The Daily Reckoning, 9/13/01
"The World is too much with us; late and soon,
Getting and spending, we lay waste our powers;
Little we see in Nature that is ours;
We have given our hearts away, a sordid boon!"
"The attack IS a great blow to an already vulnerable economy," writes my friend Martin Weiss. "As I have been telling you for many months, the world economy was ALREADY teetering on the brink even BEFORE yesterday's attack."
On Tuesday, it got a shove.
Everything changed. But everything remained as it already was. Martin explains:
"Even as the hijacked airlines flew mercilessly toward their targets, a flood of red ink had wiped out over six years of TOTAL accumulated profits of ALL companies listed on the Nasdaq exchange (see last issue of Safe Money).
"Even as the upper floors of the World Trade Center burst into flames, America's largest money center banks had the greatest exposure ever to derivatives - high risk bets that are notoriously vulnerable to unexpected events (according to the latest reports by U.S. General Accounting Office).
"Even as the 110-story twin towers imploded into a great cloud of dust and debris, the world's stock markets had already been tumbling for 18 months or more. The Nasdaq had lost about two-thirds of its peak value, with over $5 trillion in wealth destroyed. The German Neuer Markt, the equivalent of our Nasdaq, had lost roughly NINE TENTHS of its value. The German DAX, the counterpart of our Dow Jones Industrials, was down about 45%, the Nikkei down close to 75%."
But now, for the first time, the fragility and vulnerability of the U.S. has been exposed to the entire world.
People will say all sorts of mad things...that stocks will go up because it is their patriotic duty...or that they'll go up because wars always make stocks go up...or that the economy was ready to turnaround anyway. And who knows...maybe they will be right.
But is it not likely. For the economic picture remains nearly the same as it was before, with one important exception: consumers have suddenly grown cautious.
Americans may proclaim their faith in the system. They will stand with moist eyes, waving the flag and reciting their newfound sense of national unity. They will affirm their belief in American capitalism and their commitment to buy-and-hold investing.

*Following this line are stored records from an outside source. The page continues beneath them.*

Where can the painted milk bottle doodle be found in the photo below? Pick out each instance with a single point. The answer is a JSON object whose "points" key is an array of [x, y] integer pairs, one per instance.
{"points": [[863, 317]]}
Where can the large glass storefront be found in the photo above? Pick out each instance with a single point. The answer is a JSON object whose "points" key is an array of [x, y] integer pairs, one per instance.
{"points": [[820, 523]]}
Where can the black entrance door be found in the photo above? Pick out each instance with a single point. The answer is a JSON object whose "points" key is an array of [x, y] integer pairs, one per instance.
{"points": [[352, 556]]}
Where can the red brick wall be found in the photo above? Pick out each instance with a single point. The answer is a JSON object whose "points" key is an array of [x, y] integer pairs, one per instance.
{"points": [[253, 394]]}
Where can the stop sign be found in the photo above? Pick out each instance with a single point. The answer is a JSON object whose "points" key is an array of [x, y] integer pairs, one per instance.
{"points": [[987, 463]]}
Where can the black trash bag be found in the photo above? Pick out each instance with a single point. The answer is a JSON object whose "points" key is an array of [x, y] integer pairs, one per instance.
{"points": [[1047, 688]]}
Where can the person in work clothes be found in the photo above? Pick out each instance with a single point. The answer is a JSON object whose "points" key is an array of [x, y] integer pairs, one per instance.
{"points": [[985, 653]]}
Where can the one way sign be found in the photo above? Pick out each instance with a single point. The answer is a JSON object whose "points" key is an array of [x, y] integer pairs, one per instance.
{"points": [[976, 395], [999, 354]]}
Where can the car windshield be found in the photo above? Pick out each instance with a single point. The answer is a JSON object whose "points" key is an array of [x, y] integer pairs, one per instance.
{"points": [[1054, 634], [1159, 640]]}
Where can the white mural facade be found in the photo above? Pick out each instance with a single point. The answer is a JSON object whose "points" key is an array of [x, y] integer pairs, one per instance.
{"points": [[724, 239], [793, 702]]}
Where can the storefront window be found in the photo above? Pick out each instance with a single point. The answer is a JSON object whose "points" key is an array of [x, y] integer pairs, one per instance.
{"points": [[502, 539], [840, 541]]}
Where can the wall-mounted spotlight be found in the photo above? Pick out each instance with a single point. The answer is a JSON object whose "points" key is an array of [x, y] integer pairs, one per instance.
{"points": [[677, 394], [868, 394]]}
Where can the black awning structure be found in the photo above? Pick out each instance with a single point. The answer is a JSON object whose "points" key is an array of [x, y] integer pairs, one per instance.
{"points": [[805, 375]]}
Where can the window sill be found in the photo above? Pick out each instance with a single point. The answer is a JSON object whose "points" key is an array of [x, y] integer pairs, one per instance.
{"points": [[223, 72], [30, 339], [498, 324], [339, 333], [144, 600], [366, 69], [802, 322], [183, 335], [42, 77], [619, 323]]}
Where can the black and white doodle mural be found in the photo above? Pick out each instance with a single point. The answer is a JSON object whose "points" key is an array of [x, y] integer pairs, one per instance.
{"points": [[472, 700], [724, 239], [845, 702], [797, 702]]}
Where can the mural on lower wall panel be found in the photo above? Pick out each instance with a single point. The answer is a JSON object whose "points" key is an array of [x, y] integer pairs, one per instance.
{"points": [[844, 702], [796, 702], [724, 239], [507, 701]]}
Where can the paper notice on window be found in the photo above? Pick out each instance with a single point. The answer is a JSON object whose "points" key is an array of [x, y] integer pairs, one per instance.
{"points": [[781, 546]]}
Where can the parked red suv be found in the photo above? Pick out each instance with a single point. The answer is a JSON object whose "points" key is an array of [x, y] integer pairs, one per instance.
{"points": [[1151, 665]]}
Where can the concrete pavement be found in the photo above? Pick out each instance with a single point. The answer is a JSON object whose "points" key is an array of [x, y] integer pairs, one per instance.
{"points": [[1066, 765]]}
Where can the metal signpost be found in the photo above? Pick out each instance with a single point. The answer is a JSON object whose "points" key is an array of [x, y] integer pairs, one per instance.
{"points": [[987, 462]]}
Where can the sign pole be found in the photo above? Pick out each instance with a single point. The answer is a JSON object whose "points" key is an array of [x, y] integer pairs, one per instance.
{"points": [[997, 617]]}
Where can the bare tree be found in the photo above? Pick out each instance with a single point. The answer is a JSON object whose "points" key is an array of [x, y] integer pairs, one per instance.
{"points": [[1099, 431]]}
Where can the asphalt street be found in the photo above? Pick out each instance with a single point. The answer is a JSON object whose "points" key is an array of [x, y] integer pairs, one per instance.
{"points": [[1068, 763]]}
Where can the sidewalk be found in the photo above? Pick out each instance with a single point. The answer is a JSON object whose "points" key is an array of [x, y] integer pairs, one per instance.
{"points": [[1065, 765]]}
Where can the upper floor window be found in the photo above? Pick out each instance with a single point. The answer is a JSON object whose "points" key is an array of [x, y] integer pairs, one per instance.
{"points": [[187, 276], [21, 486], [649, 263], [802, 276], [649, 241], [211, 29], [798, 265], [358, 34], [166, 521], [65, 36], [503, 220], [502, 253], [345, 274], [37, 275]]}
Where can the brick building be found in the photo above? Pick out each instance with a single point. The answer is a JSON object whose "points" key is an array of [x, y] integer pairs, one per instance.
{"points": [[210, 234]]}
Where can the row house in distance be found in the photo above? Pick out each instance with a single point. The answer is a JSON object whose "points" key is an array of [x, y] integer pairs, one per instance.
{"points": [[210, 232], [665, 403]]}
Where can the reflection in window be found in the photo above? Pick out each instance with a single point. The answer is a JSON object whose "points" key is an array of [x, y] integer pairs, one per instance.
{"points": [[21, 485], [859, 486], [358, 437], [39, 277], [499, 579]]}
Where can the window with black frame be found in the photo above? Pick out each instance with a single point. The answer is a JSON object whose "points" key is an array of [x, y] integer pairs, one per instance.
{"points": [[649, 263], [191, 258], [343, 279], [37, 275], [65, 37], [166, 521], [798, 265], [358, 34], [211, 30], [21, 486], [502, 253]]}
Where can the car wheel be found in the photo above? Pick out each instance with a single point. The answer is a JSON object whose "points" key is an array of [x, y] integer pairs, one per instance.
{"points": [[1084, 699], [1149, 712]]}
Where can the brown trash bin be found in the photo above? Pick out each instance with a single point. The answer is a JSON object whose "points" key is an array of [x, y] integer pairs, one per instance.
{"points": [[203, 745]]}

But they will not buy new cars. Nor take luxury vacations. Amid the images of the dead and dying...of bodies falling 100 stories...and mass destruction at the very heart of American capitalism...
...getting and spending, at the margin, suddenly seems less important.
Consumers will wonder if all their frantic efforts to build wealth during the boom years was worth it. They may recall an article in last week's U.S. News & World Report. The article said that people are ten times more likely to be depressed today than people born two generations ago. "Though the quality of life is much improved since WWII," the authors elaborated, "the number of people who consider themselves happy remains flat."
What makes people happy? "Strong marriages, family ties, and friendships..." say the authors.
Rather than spend an extra 15 minutes working at the office...people may decide to spend the time with their families. Rather than upgrade their home computers... they may make do with the one they have until they are feeling more confident.
Consumers are becoming hesitant. Not because they believe the economy is sinking...but just because spending money has suddenly gone out of fashion. Something big has happened that is beyond reason... striking at the deep, dark "rag and bone shop" of the human heart.
Alan Greenspan blamed the economic downturn on what he called a "breach of confidence." For him and many economists, the challenge in America was merely to maintain consumer spending. As long as consumers continued to spend, they reasoned, the economy would continue to grow.
The real problem was not a lack of consumer confidence, but a surfeit of it. Consumers developed, as Dr. Richebacher put it, "an unrealistic and unsustainable excess of expectations in future prosperity...built up in the past boom years."
The more the economy boomed, the more confident they became, and the more money they borrowed and spent. But even as they felt more and more confident, debt loads piled up like skyscrapers, leaving them more and more vulnerable to shocks. Now that they've felt the earth shake...can there be any doubt that they will turn more cautious?
"This is NOT the end of the world," writes Martin Weiss. But it feels like the end of an era.